Rispondendo alla domanda:
In quale ambiente viene effettuata la comunicazione?
affrontiamo un elemento estremamente determinante nella comunicazione, ma spesso trascurato.
La stessa derivazione latina della parola “contesto” ci viene incontro per farci capire meglio. “Contextus” vuol dire tessuto, intreccio di fili: il contesto è ciò che tiene insieme la comunicazione, è come la sua base, la sua struttura di fondo,
in poche parole il contesto è dato da tutto ciò che “circonda” il testo.
Filtri/ rumori/ barriere

Possiamo porci a questo punto un’ ultima domanda per focalizzare gli elementi della comunicazione:
Che cosa facilita o disturba la comunicazione?
Nel percorso che fa la comunicazione, possono intervenire dei fattori che favoriscono il suo buon andamento o che lo ostacolanoe, in certi casi, addirittura, possono impedire che il messaggio venga recepito: tali fattori vengono in genere chiamati filtri.
In linea di massima, possiamo dire che i filtri agiscono a quattro livelli.
Ci sono i filtri dell’emittente . Se, per esempio, una persona vuol comunicare una propria idea oralmente, potrebbero entrare in azione dei suoi filtri con effetto negativo: la persona ha scarsa preparazione linguistica e non riesce quindi a formulare un messaggio (esempio).
Abbiamo poi i filtri del canale. (Es. ci potrebbero essere casi in cui la comunicazione viene migliorata dall’uso di un megafono odi un microfono).
I filtri del canale possono in qualche modo, anche, confondersi con i filtri dell’ambiente: (Es.I due comunicanti possono essere in stanze diverse, per cui il passaggio della voce può essere ostacolato dai muri).
Infine, possiamo considerare i filtri del ricevente. Se il destinatario, non è distratto da altri pensieri, conosce alla perfezione il codice usato dall’emittente, e via dicendo, egli usa dei filtri che favoriscono la ricezione del messaggio. Se, d’altro lato, ha un forte mal di denti o ha dei disturbi di udito, viene condizionato in modo negativo da questi filtri.

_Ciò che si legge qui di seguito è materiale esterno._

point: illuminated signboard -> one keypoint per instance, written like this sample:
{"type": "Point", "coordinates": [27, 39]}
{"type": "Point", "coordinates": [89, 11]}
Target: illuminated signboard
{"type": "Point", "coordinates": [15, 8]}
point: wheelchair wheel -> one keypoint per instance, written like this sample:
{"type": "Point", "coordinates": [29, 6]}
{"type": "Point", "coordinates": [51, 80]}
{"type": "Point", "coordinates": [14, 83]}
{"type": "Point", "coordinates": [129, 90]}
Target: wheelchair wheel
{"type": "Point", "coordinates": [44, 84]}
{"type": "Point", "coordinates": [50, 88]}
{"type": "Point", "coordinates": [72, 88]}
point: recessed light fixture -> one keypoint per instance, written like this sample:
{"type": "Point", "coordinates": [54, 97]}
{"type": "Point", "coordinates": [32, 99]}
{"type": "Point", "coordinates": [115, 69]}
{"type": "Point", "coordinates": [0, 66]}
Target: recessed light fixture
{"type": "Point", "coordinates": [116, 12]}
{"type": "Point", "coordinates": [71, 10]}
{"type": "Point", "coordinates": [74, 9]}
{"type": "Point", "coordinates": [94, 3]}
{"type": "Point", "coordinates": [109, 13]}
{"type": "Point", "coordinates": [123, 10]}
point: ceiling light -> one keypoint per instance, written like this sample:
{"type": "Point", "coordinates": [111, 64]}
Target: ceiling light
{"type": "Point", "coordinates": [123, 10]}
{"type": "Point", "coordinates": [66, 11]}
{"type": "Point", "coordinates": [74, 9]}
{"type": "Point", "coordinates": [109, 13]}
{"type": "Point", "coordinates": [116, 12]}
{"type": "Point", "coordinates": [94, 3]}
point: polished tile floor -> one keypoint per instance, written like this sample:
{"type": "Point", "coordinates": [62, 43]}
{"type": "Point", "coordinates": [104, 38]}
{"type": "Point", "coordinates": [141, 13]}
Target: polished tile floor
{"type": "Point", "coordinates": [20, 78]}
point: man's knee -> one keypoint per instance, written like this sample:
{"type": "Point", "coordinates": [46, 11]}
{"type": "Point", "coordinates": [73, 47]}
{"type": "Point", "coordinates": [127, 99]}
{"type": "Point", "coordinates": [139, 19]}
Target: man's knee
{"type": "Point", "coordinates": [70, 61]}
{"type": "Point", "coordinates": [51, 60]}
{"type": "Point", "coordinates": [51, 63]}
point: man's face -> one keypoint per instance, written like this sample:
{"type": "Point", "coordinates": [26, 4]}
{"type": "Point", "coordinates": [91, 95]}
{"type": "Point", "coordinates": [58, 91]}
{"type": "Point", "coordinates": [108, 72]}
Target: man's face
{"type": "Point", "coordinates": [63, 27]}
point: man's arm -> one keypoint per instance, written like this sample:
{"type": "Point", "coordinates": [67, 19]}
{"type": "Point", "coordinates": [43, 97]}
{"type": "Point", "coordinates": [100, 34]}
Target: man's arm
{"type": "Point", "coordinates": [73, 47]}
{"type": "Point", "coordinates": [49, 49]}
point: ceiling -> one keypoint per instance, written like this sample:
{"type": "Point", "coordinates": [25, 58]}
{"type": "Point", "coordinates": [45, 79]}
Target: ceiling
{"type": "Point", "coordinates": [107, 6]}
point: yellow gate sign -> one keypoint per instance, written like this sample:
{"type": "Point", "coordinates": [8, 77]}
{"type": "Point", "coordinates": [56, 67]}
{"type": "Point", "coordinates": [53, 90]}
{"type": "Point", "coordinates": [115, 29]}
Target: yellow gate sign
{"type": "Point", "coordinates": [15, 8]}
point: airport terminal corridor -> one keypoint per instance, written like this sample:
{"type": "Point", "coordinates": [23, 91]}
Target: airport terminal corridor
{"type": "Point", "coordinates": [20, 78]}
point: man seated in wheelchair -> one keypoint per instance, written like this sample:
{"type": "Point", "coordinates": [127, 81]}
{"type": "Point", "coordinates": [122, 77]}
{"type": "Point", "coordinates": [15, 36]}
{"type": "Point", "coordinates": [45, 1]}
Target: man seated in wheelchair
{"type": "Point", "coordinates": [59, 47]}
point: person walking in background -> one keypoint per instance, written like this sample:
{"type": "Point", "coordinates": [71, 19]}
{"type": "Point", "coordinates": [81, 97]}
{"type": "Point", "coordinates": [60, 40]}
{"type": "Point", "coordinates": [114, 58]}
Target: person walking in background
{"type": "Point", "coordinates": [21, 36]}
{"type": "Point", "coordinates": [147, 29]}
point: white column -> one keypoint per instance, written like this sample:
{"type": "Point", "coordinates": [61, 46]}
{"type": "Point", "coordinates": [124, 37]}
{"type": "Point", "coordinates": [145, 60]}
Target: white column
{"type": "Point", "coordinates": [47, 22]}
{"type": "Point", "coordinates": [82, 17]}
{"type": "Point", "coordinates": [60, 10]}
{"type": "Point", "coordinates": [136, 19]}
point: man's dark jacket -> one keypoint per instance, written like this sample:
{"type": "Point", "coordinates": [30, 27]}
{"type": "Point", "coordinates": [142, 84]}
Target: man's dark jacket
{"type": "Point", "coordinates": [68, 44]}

I filtri con carattere di disturbo, vengono chiamati rumori.
Alcuni per denominare un elemento di disturbo alla comunicazione, invece di usare il termine “rumore” usano il termine barriera.
Questa parola è in parte appropriata, perché di solito indica ostacoli fisici ben precisi.
Ma le parole filtro e rumore si prestano meglio ai nostri scopi, perché si riferiscono a qualche cosa che non è posto a parte, come una barriera, ma entra in contatto, si mescola, si sovrappone; inoltre, talvolta a “barriera” associamo l’idea di un ostacolo insormontabile, il che, quindi, si avrebbe solo nel caso in cui la comunicazione diventa impossibile.